Michael Seibel (partner at Y Combinator) said that a 10-minute pitch is a waste of time and you should be able to get it all done in two minutes, even when talking to investors.
“One thing I like to tell founders is the more you talk, the more you have an opportunity to say something that people don’t like. Talk less and it will probably be better.”
– Michael Seibel
So, for your 2-minute pitch, start with the 30-second pitch and then add the following points, ideally covering each in a single sentence:
1. What is your unique insight?
What are you bringing to the table that your competition isn’t? What is your ‘secret sauce’?
Whatever you call it, this is the part where you want to tell the investor something you know about your industry and business that they don’t know. Their ideal expression should be kind of an ah-ha face. This one can be two sentences.
2. How do you make money?
Seibel said that founders can be weird about this point, especially if the answer is advertising. But it’s best not to beat around the bush or sugarcoat it because then it just seems like you have no idea how you’re going to make money.

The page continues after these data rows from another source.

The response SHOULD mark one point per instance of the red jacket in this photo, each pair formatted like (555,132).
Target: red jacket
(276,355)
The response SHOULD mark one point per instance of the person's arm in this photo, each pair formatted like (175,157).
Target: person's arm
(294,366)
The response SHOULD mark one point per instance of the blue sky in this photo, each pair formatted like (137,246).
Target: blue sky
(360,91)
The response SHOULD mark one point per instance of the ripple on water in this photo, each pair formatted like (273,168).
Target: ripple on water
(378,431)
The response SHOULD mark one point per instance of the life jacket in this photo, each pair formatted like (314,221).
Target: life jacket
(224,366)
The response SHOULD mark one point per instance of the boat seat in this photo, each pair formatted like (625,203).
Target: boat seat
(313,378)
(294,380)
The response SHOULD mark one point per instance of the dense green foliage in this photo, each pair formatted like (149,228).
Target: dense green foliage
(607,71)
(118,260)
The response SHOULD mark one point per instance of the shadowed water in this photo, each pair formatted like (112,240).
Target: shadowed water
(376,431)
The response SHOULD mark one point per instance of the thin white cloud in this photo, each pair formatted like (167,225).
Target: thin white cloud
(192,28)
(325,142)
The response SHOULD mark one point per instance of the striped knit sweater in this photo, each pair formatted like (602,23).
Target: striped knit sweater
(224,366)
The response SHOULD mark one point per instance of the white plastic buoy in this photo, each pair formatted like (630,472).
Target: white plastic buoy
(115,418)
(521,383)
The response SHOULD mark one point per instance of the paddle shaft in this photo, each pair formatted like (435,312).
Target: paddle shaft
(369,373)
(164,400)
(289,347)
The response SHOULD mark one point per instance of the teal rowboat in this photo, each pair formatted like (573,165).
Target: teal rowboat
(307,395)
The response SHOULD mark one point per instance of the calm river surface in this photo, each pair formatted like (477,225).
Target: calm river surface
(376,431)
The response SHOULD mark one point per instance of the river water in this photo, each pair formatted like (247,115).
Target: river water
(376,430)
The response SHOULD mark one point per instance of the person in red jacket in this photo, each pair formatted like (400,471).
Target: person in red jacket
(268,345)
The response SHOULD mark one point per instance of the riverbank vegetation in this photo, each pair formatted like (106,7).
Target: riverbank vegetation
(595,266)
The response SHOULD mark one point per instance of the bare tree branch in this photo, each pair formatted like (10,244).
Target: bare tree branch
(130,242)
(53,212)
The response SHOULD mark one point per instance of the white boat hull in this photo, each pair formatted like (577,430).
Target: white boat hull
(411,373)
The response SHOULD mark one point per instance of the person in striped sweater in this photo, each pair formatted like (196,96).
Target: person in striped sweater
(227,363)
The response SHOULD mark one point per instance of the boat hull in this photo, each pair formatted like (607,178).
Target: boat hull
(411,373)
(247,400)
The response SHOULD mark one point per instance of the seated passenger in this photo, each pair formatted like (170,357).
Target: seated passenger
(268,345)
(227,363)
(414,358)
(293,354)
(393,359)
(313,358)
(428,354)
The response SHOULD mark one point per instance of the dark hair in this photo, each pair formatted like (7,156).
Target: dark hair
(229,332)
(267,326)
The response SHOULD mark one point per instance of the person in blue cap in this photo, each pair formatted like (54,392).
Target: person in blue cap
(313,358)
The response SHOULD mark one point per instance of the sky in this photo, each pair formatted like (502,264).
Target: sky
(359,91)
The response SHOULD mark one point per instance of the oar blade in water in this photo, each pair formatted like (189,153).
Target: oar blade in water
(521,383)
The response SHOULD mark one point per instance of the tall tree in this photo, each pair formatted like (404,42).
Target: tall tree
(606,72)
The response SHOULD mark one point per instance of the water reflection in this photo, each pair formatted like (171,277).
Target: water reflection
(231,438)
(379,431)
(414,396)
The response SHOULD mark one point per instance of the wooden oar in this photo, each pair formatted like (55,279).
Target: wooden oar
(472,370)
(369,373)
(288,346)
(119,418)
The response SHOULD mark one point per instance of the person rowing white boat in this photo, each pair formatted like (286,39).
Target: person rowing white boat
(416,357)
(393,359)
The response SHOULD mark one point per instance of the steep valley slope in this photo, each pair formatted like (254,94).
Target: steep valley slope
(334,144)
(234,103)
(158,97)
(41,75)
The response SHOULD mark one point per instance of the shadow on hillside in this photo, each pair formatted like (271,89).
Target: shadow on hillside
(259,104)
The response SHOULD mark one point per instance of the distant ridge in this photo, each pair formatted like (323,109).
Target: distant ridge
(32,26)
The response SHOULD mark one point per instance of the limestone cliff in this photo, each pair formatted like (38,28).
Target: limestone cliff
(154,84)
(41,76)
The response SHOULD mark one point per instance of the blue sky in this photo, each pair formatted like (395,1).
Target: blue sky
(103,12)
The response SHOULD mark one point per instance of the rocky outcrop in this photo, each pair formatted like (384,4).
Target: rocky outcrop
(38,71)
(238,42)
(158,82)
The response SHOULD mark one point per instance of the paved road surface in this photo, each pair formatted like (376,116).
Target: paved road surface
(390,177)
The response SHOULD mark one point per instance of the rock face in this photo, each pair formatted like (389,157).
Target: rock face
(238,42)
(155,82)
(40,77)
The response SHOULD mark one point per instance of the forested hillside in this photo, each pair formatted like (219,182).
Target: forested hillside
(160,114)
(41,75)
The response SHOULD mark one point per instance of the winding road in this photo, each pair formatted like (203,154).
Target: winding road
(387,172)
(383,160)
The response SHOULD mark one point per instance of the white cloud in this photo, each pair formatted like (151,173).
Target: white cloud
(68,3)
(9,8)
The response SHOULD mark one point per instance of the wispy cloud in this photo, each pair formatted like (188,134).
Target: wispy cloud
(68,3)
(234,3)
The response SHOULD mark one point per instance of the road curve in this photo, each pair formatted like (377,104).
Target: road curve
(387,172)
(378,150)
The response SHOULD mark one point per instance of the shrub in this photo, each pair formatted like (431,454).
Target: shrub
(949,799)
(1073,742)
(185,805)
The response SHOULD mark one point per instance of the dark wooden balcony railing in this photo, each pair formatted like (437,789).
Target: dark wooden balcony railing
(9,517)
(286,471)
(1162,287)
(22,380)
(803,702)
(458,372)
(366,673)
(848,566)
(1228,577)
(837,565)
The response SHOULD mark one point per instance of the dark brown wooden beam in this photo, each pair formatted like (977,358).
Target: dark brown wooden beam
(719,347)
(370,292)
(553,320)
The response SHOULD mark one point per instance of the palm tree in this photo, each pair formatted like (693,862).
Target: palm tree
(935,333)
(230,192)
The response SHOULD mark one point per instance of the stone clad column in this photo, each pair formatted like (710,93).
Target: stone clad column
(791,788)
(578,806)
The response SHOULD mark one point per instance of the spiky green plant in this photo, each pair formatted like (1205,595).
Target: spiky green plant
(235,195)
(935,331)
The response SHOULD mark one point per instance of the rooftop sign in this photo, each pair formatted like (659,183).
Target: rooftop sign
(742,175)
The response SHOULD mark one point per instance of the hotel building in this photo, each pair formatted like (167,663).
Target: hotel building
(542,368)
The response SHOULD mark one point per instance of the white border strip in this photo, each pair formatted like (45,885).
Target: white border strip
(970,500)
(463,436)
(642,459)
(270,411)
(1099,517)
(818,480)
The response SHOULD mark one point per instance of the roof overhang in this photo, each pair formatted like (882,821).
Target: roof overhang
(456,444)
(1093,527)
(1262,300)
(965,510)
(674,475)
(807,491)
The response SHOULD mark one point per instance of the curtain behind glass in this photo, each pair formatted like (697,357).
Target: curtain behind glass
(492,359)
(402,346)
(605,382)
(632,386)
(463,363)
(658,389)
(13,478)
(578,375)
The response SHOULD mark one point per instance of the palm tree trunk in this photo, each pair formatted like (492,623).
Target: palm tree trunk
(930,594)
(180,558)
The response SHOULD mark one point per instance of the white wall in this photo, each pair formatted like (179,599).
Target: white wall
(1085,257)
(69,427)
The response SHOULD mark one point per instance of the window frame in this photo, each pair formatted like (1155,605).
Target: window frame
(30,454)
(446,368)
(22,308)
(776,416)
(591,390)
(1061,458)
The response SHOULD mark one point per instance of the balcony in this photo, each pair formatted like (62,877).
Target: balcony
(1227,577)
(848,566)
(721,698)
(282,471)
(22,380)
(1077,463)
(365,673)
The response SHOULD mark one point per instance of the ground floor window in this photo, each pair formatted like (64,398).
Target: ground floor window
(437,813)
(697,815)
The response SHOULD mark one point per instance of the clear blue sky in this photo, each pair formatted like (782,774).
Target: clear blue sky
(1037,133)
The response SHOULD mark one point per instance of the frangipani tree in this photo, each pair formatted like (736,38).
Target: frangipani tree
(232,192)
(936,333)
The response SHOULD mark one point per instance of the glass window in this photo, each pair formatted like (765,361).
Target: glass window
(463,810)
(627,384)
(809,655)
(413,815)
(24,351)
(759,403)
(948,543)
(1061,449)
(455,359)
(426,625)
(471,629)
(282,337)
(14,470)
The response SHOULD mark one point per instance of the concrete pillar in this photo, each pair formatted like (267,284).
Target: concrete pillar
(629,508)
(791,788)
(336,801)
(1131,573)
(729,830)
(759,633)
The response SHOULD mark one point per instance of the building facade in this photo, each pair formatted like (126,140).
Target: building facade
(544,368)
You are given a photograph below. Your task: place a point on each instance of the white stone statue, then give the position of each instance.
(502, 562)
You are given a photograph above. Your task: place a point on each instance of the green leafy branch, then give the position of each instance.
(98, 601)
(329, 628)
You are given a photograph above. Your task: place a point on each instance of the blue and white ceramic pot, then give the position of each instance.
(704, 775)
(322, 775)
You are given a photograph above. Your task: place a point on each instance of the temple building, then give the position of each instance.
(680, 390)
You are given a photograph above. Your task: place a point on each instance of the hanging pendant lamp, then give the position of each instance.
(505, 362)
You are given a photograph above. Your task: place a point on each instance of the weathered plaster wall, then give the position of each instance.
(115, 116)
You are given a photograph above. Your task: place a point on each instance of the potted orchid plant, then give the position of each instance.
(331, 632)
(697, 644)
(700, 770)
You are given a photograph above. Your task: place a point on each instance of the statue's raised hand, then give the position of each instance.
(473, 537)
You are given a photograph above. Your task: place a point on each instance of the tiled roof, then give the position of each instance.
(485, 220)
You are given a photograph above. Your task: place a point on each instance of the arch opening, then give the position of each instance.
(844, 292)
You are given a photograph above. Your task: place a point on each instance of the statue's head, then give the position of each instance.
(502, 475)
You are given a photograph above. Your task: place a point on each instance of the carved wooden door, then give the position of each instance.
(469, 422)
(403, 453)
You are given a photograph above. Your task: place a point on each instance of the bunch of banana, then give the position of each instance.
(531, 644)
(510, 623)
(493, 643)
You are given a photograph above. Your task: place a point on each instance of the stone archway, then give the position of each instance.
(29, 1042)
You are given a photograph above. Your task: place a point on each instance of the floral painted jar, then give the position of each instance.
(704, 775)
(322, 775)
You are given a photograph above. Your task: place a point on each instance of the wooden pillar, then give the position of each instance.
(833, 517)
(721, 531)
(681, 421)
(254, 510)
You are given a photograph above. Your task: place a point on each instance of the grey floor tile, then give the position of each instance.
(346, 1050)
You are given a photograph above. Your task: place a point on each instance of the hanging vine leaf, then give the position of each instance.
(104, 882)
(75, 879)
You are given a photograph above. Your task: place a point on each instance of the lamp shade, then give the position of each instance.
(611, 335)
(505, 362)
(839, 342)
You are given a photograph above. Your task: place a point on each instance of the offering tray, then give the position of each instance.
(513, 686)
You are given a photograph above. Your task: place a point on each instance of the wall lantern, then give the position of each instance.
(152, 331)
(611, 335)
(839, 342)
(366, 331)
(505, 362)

He said don’t run away from this sentence. Speak simply and directly about how you plan to make money and then move on.
3. Who’s on your team?
To investors, the best achievements of the people on your team are going to be the ones that made investors money, seeing as they’re also investors who want to make money. Even if you don’t have that on your founding team’s résumé, do not resort to listing PhDs.
The investor wants to know how many founders you have — Seibel said, preferably between two and four. They also want to know: how many are technical and how many are business-oriented? And, how long have you known each other and how did you meet?